This repo. Is intended for constructing a pipeline template for transfer learning applications. Transfer learning is a technique which allows replacing of the hidden layer parameters in an AI training process where the input sample size is small. The outcome of the training results from a small sample size is generally either biased or performs badly. This repo. Introduces a template construct which allows the replacement action from a large data set such as Vgg-16 or Resnet. Users don’t have to rewrite the transfer learning code and replace the big data hidden layers manually. After the transfer learning template is developed, it can be uploaded and shared on the Kubeflow pipeline UI. A Pipelines component is a set of independent user code, packaged as a Docker image, that executes a step in a pipeline.
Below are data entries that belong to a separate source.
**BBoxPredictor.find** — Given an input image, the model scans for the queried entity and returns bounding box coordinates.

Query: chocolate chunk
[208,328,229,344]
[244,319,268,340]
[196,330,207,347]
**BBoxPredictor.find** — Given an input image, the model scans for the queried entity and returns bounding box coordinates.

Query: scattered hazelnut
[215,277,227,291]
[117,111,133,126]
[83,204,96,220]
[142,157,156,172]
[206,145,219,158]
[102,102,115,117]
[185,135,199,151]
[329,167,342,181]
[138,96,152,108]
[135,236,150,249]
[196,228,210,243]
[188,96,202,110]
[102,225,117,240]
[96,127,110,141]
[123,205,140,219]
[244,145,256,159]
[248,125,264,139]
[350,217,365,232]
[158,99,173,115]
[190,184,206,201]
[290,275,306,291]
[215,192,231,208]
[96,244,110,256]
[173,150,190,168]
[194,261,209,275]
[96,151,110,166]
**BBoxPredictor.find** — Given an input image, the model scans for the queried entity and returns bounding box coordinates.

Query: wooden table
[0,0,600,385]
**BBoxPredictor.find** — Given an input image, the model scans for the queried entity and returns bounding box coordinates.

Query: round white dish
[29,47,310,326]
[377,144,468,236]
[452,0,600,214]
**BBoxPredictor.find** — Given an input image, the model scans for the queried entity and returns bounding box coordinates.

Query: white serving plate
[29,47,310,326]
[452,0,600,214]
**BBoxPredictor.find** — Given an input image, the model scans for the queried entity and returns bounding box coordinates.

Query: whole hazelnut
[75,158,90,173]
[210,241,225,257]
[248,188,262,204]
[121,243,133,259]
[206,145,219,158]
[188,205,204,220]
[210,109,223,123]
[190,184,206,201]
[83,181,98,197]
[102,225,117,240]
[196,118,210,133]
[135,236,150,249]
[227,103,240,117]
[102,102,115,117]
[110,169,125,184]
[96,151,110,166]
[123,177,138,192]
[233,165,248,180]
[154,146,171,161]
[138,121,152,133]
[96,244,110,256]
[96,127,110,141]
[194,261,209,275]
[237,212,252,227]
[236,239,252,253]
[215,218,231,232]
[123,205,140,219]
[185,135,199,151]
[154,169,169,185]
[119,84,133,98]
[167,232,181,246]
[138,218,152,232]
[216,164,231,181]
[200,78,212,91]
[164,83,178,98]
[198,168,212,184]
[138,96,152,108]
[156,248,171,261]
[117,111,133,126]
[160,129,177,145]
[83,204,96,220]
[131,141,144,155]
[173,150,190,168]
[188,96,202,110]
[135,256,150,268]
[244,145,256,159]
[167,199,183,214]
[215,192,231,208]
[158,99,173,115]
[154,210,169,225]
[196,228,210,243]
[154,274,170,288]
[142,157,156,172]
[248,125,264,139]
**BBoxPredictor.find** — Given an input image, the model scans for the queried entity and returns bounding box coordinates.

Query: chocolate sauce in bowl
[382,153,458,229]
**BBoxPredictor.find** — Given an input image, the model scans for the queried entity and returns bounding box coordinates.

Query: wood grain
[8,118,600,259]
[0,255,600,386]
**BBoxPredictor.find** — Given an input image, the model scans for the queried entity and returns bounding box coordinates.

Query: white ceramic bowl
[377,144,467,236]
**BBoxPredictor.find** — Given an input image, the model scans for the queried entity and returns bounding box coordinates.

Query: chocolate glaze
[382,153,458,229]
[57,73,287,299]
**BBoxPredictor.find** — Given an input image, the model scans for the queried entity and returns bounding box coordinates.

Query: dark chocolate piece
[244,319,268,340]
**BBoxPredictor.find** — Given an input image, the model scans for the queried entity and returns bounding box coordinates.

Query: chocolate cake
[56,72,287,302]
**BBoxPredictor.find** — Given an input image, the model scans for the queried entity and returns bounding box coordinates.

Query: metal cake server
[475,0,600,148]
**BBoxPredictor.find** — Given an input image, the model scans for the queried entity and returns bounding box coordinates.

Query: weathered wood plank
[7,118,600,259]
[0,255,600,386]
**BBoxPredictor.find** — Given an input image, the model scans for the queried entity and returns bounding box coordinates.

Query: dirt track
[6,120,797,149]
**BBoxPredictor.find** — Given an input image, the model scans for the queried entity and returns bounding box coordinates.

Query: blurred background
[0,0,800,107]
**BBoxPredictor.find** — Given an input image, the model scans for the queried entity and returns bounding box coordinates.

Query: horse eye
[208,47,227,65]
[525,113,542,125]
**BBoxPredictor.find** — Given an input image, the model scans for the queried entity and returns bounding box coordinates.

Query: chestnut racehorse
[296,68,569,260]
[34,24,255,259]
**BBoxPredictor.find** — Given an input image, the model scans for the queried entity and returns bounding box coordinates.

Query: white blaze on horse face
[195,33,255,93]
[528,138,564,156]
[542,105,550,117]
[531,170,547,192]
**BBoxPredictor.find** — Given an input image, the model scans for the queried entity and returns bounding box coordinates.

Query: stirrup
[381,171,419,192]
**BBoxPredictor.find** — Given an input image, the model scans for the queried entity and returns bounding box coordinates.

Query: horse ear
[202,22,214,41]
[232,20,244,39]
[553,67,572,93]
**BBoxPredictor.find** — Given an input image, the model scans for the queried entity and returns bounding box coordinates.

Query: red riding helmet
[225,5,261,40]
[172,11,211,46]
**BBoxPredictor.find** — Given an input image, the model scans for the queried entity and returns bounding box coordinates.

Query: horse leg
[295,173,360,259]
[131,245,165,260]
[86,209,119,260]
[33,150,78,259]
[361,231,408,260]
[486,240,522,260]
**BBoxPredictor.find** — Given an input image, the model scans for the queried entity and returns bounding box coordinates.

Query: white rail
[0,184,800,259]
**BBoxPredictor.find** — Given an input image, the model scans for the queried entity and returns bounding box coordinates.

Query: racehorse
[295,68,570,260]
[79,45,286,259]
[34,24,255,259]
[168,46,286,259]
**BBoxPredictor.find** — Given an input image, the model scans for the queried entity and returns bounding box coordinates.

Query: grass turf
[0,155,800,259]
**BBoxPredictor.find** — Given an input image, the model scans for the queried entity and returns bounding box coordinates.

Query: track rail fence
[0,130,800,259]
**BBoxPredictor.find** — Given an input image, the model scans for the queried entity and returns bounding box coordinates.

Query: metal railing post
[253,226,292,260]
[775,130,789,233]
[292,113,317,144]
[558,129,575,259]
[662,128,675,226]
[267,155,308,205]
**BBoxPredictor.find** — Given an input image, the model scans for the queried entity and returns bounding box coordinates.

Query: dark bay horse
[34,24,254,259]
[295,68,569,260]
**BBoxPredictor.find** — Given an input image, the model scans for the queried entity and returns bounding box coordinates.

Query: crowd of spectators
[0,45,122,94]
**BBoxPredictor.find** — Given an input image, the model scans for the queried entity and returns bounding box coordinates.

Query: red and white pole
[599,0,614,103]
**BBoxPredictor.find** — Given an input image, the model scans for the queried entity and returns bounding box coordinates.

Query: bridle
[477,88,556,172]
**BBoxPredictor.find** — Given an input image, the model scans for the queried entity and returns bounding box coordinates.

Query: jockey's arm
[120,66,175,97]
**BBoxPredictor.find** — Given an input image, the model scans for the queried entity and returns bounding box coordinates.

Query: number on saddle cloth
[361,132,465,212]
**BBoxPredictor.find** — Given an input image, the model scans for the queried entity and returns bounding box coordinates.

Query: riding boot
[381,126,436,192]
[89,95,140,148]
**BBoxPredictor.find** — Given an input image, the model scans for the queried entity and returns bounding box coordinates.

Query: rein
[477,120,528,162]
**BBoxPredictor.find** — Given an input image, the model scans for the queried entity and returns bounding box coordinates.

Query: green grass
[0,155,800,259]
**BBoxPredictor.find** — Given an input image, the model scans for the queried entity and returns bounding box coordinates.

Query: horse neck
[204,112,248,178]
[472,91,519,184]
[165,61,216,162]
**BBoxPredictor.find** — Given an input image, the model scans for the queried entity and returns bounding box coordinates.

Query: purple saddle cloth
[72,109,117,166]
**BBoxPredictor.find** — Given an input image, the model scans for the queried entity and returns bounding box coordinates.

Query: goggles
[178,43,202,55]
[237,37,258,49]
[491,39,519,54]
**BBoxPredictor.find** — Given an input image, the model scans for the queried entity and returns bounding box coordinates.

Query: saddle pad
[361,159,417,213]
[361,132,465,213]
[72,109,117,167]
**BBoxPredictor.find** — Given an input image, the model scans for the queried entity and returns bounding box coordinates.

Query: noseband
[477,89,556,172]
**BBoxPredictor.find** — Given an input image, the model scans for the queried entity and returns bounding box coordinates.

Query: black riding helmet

For example, a component can be responsible for data preprocessing, data transformation, model training, etc., implemented as a Kubernetes CRD (Custom Resource Definition). So workflows can be managed using kubectl and integrated with other Kubernetes services such as volumes, secrets, and RBAC. The test data set used in this repo. Is from voice speech recognition application. The voice patterns of three persons is converted in frequency spectrum via fourier transformation as the following example.

The transformed spectrum is reduced to a 100*100 image as shown below. There are three categories of images from three different persons. An eight twenty ratio of data division is used for training and testing of the proposed transfer learning template examples.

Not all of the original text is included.